More than 400 people - at least half of them families with little kids - turned out for the 20-year-old theatrical pageant that boasted 50 adult and child performers; a full band of drums, gongs, violins and flutes; elaborate parasols and silken banners; a six-tusked white elephant animated by four people; and giant dragon puppets.

A 7-foot-tall baby Buddha gleamed gold in the morning sun that broke through fog just as the narrator Cory Fischer from "A Traveling Jewish Theatre" reached the part about the holy man's birth.

Dancing children and adults threw candies and peanuts into the crowd. They showered the guests with thousands of fresh-picked flower petals from the Green Gulch gardens. They chanted and sang, and guests joined in on everything from the solemn Buddhist Heart Sutra chant to a playful round of "Row, Row, Row Your Boat."

The masks, puppets and costumes created by Annie Hallatt of Inverness and Berkeley, who founded the theatrical spectacle in 1989 with the Zen monk and writer Norman Fischer, were worthy of a Geary Street theater production. Even one of the Zen Center's farm tractors got into Green Gulch's song and dance epic, which is choreographed to a narrative poem Fischer wrote about the birth of the Buddha.

But 2008 is the last year the pageant will be produced in this form, Hallatt said.

"The main reason is that the people who have been organizing it for the last few years are tired of doing it," said Hallatt, painting a last-minute mask for a character.

"There's a lot of work involved," explained Wendy Johnson, who was Green Gulch's head gardener for 25 years and participated in the pageant for most of its two decades. "Every year it gets created afresh. There's organizing the band, rehearsals, gathering the flowers for the baby Buddha's pagoda."

Norman Fischer, reached by telephone, said he and Hallatt were inspired to create it by the tradition of "wonderful community pageants all over Asia that celebrate the birth of the Buddha. Everyone in the village gets involved."

He deeply regrets its ending, he said. "I think it will be quite sad that it's the last one," he said.

Guests who showed up with picnic lunches for the show and the huge birthday cake that followed were shocked by the news that this one was the finale.

"We just love it as a communal celebration," said Barbara Banks, a Berkeley resident who has been attending the pageant with her toddlers for the past three years. "The Buddhist traditions give a lot of meaning to our family's life.
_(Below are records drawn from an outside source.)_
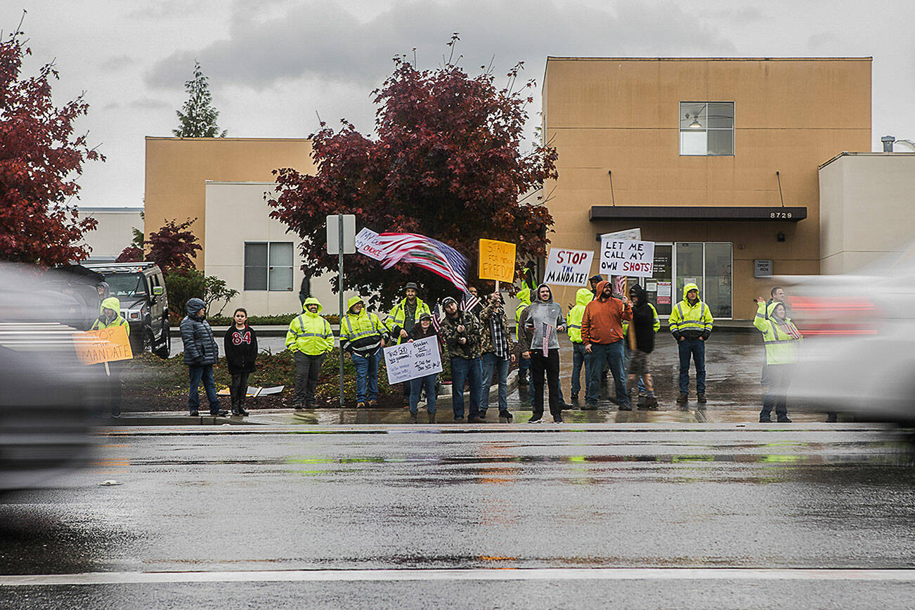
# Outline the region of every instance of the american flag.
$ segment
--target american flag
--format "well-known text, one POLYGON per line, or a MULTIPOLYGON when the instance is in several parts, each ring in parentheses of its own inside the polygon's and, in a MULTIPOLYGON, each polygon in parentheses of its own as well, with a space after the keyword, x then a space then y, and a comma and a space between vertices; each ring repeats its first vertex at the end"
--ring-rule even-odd
POLYGON ((467 292, 469 262, 457 250, 437 240, 414 233, 382 233, 380 245, 384 258, 384 269, 398 262, 412 262, 431 271, 467 292))

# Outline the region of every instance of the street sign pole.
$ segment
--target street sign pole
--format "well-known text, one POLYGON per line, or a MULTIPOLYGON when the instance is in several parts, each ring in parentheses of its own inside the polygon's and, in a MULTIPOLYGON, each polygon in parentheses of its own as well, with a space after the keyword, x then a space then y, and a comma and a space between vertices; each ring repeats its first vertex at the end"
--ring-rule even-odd
MULTIPOLYGON (((339 229, 339 254, 338 255, 338 261, 339 264, 339 274, 338 276, 338 289, 339 292, 340 298, 340 308, 339 308, 339 327, 340 335, 343 334, 343 215, 337 215, 337 226, 339 229)), ((343 341, 340 341, 339 348, 337 350, 340 357, 340 409, 343 408, 343 341)))

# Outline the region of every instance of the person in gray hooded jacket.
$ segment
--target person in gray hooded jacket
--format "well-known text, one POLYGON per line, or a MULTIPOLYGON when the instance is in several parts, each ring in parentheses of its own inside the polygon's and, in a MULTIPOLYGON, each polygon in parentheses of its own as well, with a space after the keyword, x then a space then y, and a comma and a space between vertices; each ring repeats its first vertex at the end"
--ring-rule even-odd
POLYGON ((531 383, 533 386, 533 414, 531 423, 544 417, 544 375, 550 395, 550 414, 561 423, 563 412, 559 398, 559 333, 565 331, 562 308, 553 301, 553 292, 545 284, 537 286, 534 299, 521 315, 523 329, 522 350, 531 359, 531 383), (545 345, 544 345, 545 338, 545 345))
POLYGON ((200 398, 198 386, 203 381, 203 389, 210 401, 210 415, 228 415, 229 412, 220 409, 220 399, 216 395, 213 381, 213 365, 220 358, 220 348, 213 338, 213 331, 207 322, 206 304, 202 299, 188 300, 185 308, 187 316, 181 320, 181 341, 184 343, 184 363, 188 365, 190 376, 190 391, 188 395, 188 408, 191 417, 198 415, 200 398))

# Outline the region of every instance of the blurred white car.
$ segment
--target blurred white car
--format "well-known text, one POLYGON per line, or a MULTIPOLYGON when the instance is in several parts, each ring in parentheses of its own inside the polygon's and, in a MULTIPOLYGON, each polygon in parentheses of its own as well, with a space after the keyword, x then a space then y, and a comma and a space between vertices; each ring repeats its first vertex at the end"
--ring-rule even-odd
POLYGON ((915 423, 915 255, 855 275, 778 278, 804 336, 790 408, 915 423))

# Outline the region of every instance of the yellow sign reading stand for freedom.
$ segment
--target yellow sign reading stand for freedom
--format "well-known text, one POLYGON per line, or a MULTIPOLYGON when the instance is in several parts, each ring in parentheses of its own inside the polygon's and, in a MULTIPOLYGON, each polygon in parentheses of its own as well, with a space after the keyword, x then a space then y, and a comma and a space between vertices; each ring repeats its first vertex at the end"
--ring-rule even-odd
POLYGON ((110 326, 85 333, 73 333, 76 355, 83 364, 129 360, 134 357, 124 326, 110 326))
POLYGON ((479 279, 514 282, 515 244, 479 241, 479 279))

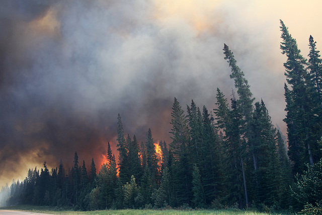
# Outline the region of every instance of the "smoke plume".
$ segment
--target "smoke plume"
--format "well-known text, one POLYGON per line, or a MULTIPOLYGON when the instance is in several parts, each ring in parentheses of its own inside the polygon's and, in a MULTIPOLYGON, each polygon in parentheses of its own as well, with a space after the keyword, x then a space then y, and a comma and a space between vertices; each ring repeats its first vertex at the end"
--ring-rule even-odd
POLYGON ((305 51, 321 32, 300 23, 301 37, 293 22, 310 1, 290 1, 290 15, 292 6, 259 2, 1 1, 0 184, 45 161, 68 166, 75 151, 99 166, 108 141, 117 152, 119 113, 125 135, 144 141, 150 127, 169 143, 175 97, 209 110, 217 87, 230 98, 224 43, 285 133, 279 19, 305 51))

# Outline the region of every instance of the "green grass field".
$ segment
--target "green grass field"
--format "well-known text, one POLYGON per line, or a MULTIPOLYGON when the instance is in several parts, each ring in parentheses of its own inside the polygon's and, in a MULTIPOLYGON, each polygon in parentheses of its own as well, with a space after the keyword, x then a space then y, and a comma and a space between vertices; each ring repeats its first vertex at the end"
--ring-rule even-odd
MULTIPOLYGON (((104 210, 93 211, 74 211, 68 208, 57 208, 49 206, 37 206, 34 205, 18 205, 3 207, 1 209, 11 210, 19 210, 31 211, 34 212, 46 213, 57 214, 246 214, 259 215, 267 214, 267 213, 253 211, 250 210, 240 210, 237 209, 229 209, 222 210, 206 210, 192 209, 189 210, 180 210, 175 209, 153 210, 153 209, 122 209, 122 210, 104 210)), ((275 213, 287 214, 287 213, 275 213)))

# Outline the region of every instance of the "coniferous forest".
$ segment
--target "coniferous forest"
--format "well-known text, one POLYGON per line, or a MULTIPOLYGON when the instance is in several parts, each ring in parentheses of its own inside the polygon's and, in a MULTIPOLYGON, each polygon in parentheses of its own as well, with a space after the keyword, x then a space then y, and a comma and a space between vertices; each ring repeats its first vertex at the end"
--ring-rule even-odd
POLYGON ((0 201, 83 210, 235 207, 321 213, 322 59, 312 36, 305 57, 281 20, 280 25, 287 57, 286 106, 280 107, 286 111, 285 141, 272 124, 266 101, 253 97, 225 44, 223 57, 234 81, 231 95, 217 88, 213 110, 193 100, 184 107, 175 98, 171 142, 155 143, 150 129, 145 139, 125 135, 126 122, 119 114, 118 158, 109 142, 100 167, 94 159, 85 164, 77 152, 70 155, 71 169, 61 162, 49 170, 45 162, 40 169, 29 169, 23 181, 3 187, 0 201))

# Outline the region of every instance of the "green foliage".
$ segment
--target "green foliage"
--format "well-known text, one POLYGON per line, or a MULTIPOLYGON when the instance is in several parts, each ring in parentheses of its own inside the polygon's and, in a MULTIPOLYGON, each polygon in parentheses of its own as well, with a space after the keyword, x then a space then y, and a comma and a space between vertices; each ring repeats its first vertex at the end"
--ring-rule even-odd
POLYGON ((127 208, 134 208, 135 204, 135 199, 139 192, 134 176, 132 175, 131 177, 129 183, 127 182, 123 186, 123 191, 124 196, 124 207, 127 208))
POLYGON ((322 202, 322 159, 313 165, 307 165, 307 170, 296 177, 292 188, 293 196, 299 209, 316 207, 321 209, 322 202), (305 208, 304 206, 306 205, 305 208), (311 206, 310 206, 311 205, 311 206))

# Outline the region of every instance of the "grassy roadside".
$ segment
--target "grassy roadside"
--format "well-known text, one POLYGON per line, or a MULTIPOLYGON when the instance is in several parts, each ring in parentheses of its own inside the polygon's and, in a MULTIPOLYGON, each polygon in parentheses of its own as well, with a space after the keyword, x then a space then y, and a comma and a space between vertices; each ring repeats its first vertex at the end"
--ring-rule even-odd
MULTIPOLYGON (((237 209, 223 210, 206 210, 193 209, 189 210, 180 210, 175 209, 154 210, 154 209, 121 209, 121 210, 104 210, 93 211, 74 211, 70 208, 50 207, 45 206, 35 205, 17 205, 10 207, 1 207, 0 209, 18 210, 57 214, 245 214, 245 215, 261 215, 269 213, 253 211, 250 210, 243 211, 237 209)), ((283 213, 275 213, 283 214, 283 213)))

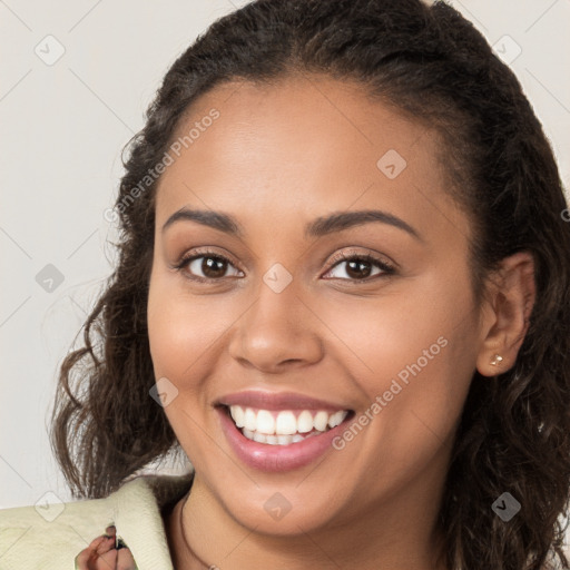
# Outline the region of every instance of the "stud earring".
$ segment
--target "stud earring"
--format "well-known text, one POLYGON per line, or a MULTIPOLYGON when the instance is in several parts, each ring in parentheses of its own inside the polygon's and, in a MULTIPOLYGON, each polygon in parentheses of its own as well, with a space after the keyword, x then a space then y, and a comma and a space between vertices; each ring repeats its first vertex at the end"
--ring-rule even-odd
POLYGON ((500 354, 495 354, 494 358, 491 361, 492 366, 498 366, 503 361, 503 357, 500 354))

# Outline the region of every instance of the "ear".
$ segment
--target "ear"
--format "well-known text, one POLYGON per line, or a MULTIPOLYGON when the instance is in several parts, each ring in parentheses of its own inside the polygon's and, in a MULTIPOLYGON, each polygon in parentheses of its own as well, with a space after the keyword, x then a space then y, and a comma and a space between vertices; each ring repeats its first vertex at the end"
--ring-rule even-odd
POLYGON ((476 368, 483 376, 495 376, 514 365, 529 328, 535 301, 532 254, 519 252, 505 257, 487 293, 476 368))

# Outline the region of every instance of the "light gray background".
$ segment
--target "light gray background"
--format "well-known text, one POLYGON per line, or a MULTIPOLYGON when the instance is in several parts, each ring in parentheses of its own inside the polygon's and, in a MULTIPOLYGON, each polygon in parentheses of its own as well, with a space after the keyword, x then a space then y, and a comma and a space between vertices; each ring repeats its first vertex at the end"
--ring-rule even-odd
MULTIPOLYGON (((115 234, 104 212, 122 173, 120 150, 176 57, 244 3, 0 0, 0 508, 48 491, 70 499, 47 423, 58 364, 111 271, 115 234), (58 42, 65 53, 47 65, 58 42), (51 292, 36 278, 48 264, 63 276, 51 292)), ((568 187, 570 2, 451 3, 504 57, 520 47, 511 67, 568 187)))

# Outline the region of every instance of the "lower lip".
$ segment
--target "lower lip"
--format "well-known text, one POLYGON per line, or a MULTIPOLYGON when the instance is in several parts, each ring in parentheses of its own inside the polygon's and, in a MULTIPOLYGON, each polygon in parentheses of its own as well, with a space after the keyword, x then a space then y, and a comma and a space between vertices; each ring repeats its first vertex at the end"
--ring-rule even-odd
POLYGON ((313 435, 297 443, 288 445, 271 445, 248 440, 236 426, 225 409, 217 410, 222 421, 222 429, 235 454, 253 469, 266 472, 291 471, 308 465, 332 448, 332 441, 346 426, 352 419, 350 413, 345 420, 335 428, 321 435, 313 435))

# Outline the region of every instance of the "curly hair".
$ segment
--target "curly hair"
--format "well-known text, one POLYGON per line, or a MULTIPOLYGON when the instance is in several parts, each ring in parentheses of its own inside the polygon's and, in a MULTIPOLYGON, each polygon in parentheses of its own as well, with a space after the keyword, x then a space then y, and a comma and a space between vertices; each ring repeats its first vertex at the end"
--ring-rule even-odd
MULTIPOLYGON (((257 0, 216 20, 174 62, 125 147, 115 212, 118 265, 63 360, 51 445, 73 497, 100 498, 179 449, 160 406, 147 331, 155 189, 140 190, 198 97, 225 81, 289 73, 353 81, 441 135, 450 196, 473 223, 478 303, 501 259, 532 253, 535 304, 513 367, 474 372, 438 518, 445 562, 539 570, 563 553, 570 488, 570 224, 552 148, 514 73, 449 4, 421 0, 257 0), (135 199, 134 188, 139 188, 135 199), (491 509, 510 491, 508 523, 491 509)), ((567 523, 568 524, 568 523, 567 523)))

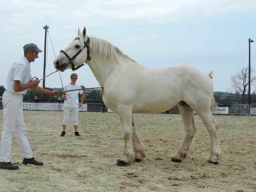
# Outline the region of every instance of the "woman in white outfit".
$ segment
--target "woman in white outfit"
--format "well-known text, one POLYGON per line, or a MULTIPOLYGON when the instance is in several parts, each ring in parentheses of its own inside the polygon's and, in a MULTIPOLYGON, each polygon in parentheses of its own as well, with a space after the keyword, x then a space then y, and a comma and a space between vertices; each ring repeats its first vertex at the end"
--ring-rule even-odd
MULTIPOLYGON (((81 86, 76 83, 77 79, 77 75, 76 73, 72 73, 70 76, 71 83, 65 85, 64 87, 65 91, 69 91, 74 89, 81 89, 81 86)), ((80 90, 74 91, 63 93, 62 97, 64 99, 63 110, 64 111, 64 117, 62 122, 63 131, 60 136, 64 137, 66 133, 66 128, 69 114, 71 111, 72 111, 72 119, 73 120, 73 125, 75 129, 75 135, 76 136, 80 136, 78 131, 78 109, 83 105, 84 95, 83 91, 80 90), (78 94, 81 95, 81 102, 79 103, 78 99, 78 94)))

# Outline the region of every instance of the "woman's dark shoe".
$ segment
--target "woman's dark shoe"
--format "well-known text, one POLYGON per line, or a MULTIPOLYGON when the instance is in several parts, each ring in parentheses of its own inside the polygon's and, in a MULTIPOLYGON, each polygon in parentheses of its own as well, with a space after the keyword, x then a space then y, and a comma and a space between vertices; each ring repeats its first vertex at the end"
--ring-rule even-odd
POLYGON ((22 164, 24 165, 27 165, 28 164, 32 164, 33 165, 36 165, 38 166, 42 166, 44 165, 44 163, 42 162, 39 162, 36 160, 35 160, 35 158, 32 157, 30 159, 26 159, 24 158, 23 159, 23 162, 22 164))
POLYGON ((19 166, 14 165, 10 162, 0 162, 0 169, 9 170, 18 170, 19 166))

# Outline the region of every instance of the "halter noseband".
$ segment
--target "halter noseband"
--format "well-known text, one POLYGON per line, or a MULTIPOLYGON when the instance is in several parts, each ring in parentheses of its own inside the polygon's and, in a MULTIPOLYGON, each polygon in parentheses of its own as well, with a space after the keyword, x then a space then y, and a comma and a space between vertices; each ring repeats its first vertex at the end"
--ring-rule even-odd
MULTIPOLYGON (((87 61, 87 60, 90 61, 91 60, 91 57, 90 56, 90 50, 89 49, 89 47, 90 47, 90 39, 89 38, 89 37, 87 37, 87 41, 86 41, 86 42, 84 42, 84 49, 85 47, 87 48, 87 59, 85 61, 85 62, 84 62, 85 63, 86 63, 86 62, 87 61)), ((75 55, 74 55, 74 57, 73 57, 72 58, 70 58, 70 57, 69 57, 68 55, 63 50, 61 50, 60 52, 61 53, 62 52, 68 58, 68 60, 69 60, 69 62, 68 62, 68 63, 67 64, 67 65, 69 64, 70 63, 71 63, 71 68, 72 69, 72 71, 75 71, 76 69, 78 69, 80 67, 81 67, 83 65, 84 65, 83 63, 81 65, 79 65, 79 66, 77 67, 76 68, 75 67, 75 65, 74 64, 74 63, 73 62, 73 60, 75 59, 77 57, 77 55, 78 55, 80 53, 81 53, 82 51, 82 50, 80 49, 79 50, 79 51, 76 53, 76 54, 75 55)))

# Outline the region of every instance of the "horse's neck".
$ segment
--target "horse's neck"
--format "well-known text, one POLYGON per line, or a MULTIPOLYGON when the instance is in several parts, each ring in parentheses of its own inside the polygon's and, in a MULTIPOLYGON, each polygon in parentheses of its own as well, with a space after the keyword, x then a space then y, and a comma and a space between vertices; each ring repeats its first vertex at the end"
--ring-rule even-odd
POLYGON ((87 64, 100 85, 102 85, 109 76, 112 76, 124 65, 136 63, 109 42, 95 37, 91 39, 92 60, 87 64))
POLYGON ((100 85, 102 86, 105 80, 113 72, 114 68, 116 67, 116 65, 120 67, 120 65, 117 61, 108 60, 103 61, 93 53, 91 55, 92 60, 87 61, 87 64, 100 85))

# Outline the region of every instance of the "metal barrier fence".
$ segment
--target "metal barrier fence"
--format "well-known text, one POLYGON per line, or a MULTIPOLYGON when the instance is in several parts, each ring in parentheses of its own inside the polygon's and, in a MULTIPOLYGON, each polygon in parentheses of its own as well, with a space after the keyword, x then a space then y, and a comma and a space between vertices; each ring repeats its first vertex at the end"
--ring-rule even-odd
POLYGON ((230 115, 253 116, 256 115, 256 104, 232 105, 229 106, 230 115))
POLYGON ((169 113, 180 113, 180 110, 177 105, 168 111, 169 113))
MULTIPOLYGON (((1 100, 1 101, 2 101, 1 100)), ((26 100, 27 102, 35 102, 34 100, 26 100)), ((40 101, 40 103, 56 103, 56 101, 40 101)), ((64 101, 61 101, 60 103, 63 103, 64 101)), ((87 110, 88 111, 104 112, 107 108, 105 107, 104 103, 101 102, 90 102, 85 101, 84 104, 87 104, 87 110)), ((3 109, 2 106, 0 106, 1 109, 3 109)), ((180 110, 177 106, 165 111, 165 113, 179 114, 180 110)), ((248 104, 243 104, 241 105, 232 105, 229 107, 228 114, 231 115, 237 115, 240 116, 245 115, 246 116, 255 116, 256 115, 256 104, 251 104, 249 105, 248 104)))
POLYGON ((87 110, 93 111, 102 111, 103 110, 102 103, 86 103, 87 110))

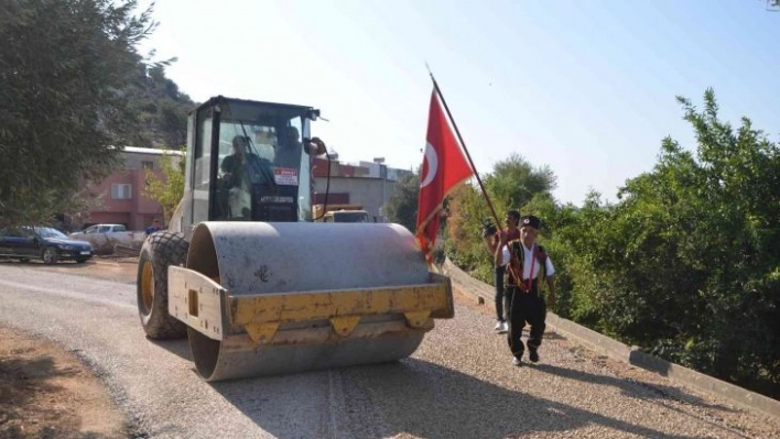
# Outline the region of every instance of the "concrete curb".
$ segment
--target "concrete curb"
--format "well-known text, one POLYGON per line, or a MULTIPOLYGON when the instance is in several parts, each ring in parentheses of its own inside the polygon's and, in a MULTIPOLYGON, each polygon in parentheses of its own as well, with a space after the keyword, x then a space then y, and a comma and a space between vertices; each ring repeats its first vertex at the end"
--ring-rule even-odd
MULTIPOLYGON (((496 310, 494 301, 495 293, 491 285, 469 276, 467 273, 455 266, 449 259, 444 262, 442 271, 444 274, 449 276, 453 286, 458 287, 461 292, 467 296, 475 298, 478 304, 486 305, 494 311, 496 310)), ((546 323, 548 327, 552 327, 555 332, 561 336, 568 339, 574 339, 592 350, 603 353, 614 360, 624 361, 631 365, 636 365, 637 367, 656 372, 686 386, 724 397, 746 408, 758 410, 780 419, 779 400, 650 355, 642 352, 638 347, 629 347, 628 344, 613 340, 609 337, 598 333, 592 329, 559 317, 553 312, 548 312, 546 323)))

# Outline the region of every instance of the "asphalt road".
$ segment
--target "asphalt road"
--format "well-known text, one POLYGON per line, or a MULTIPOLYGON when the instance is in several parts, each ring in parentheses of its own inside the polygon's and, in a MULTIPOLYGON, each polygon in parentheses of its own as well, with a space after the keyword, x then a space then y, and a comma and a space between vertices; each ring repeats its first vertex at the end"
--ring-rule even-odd
POLYGON ((548 333, 514 367, 458 306, 401 362, 209 384, 185 341, 147 340, 134 285, 0 264, 0 325, 51 339, 109 386, 139 437, 770 438, 780 422, 548 333))

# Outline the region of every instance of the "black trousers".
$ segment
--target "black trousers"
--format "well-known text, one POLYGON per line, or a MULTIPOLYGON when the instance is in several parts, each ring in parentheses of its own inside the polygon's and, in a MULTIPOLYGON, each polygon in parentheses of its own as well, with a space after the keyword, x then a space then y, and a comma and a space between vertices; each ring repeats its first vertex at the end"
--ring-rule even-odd
POLYGON ((534 292, 523 292, 516 286, 506 288, 507 304, 509 305, 509 331, 507 332, 507 341, 512 355, 520 359, 526 350, 522 343, 522 329, 526 325, 530 325, 530 334, 528 336, 528 349, 535 351, 542 344, 542 336, 544 334, 548 317, 548 306, 544 299, 539 297, 534 292))
POLYGON ((506 321, 507 316, 503 315, 503 273, 506 265, 496 267, 494 284, 496 285, 496 320, 506 321))

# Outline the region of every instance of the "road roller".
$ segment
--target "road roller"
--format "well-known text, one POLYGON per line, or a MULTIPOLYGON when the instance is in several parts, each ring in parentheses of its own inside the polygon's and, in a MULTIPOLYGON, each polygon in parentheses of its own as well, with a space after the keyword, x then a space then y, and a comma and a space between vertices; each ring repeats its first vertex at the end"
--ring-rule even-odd
POLYGON ((223 96, 188 114, 184 196, 143 243, 138 310, 149 339, 188 339, 205 381, 398 361, 454 317, 405 228, 313 217, 318 117, 223 96))

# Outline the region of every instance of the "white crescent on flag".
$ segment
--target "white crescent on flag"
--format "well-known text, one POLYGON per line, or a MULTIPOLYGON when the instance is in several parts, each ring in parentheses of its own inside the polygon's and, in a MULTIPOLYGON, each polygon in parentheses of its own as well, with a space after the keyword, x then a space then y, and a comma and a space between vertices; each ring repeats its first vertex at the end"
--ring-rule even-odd
POLYGON ((436 156, 436 150, 431 142, 425 143, 425 160, 427 161, 427 174, 425 174, 425 178, 420 183, 421 189, 433 182, 433 177, 436 176, 436 172, 438 171, 438 156, 436 156))

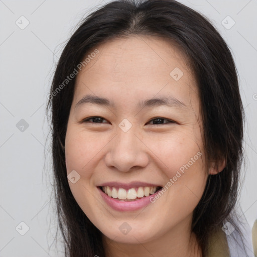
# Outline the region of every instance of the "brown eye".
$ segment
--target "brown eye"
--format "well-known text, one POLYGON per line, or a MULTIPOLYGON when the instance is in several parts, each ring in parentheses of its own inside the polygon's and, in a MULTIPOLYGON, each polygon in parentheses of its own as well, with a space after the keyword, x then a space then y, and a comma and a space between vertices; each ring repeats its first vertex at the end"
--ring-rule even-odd
POLYGON ((98 116, 95 116, 93 117, 90 117, 89 118, 86 118, 85 119, 84 119, 82 122, 82 123, 86 123, 86 122, 92 122, 92 123, 107 123, 107 122, 101 122, 102 120, 106 120, 105 119, 103 118, 102 117, 99 117, 98 116), (92 120, 92 121, 90 120, 92 120))
POLYGON ((151 125, 159 125, 159 124, 167 124, 167 123, 174 123, 175 122, 175 121, 173 121, 173 120, 171 120, 168 119, 167 118, 160 118, 160 117, 153 118, 153 119, 151 119, 149 122, 151 122, 152 121, 154 121, 154 123, 153 124, 151 124, 151 125), (167 120, 168 122, 163 123, 163 121, 164 121, 164 120, 167 120))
We come here to be with friends and we make new friends every time. I can't believe this is the last one."

"Where do you get this kind of soul momentum in modern society?" asked Damian Raffa of San Francisco, a Green Gulch regular who attended with his family. "It's incredibly enriching for the community. For it to be ongoing would mean a whole new part of the community would have to step forward."

Hallatt said she was thinking of "calling one of the other Bay Area Zen centers to see if they want to adopt the show."

But Sukey Parmelee, who lives at Green Gulch Zen Center and who played Buddha's mother, the Queen, in the production, said this year simply marked the end of the elaborate production people have come to expect.

"We're just going to go back to a simple festivity," she said. "Maybe next year it will be a picnic, or a hoedown. But we will always have the little flower pagoda for the children and the chance to pour water on the baby Buddha. Sunday's a very public day here. We will always have a Buddha's birthday party."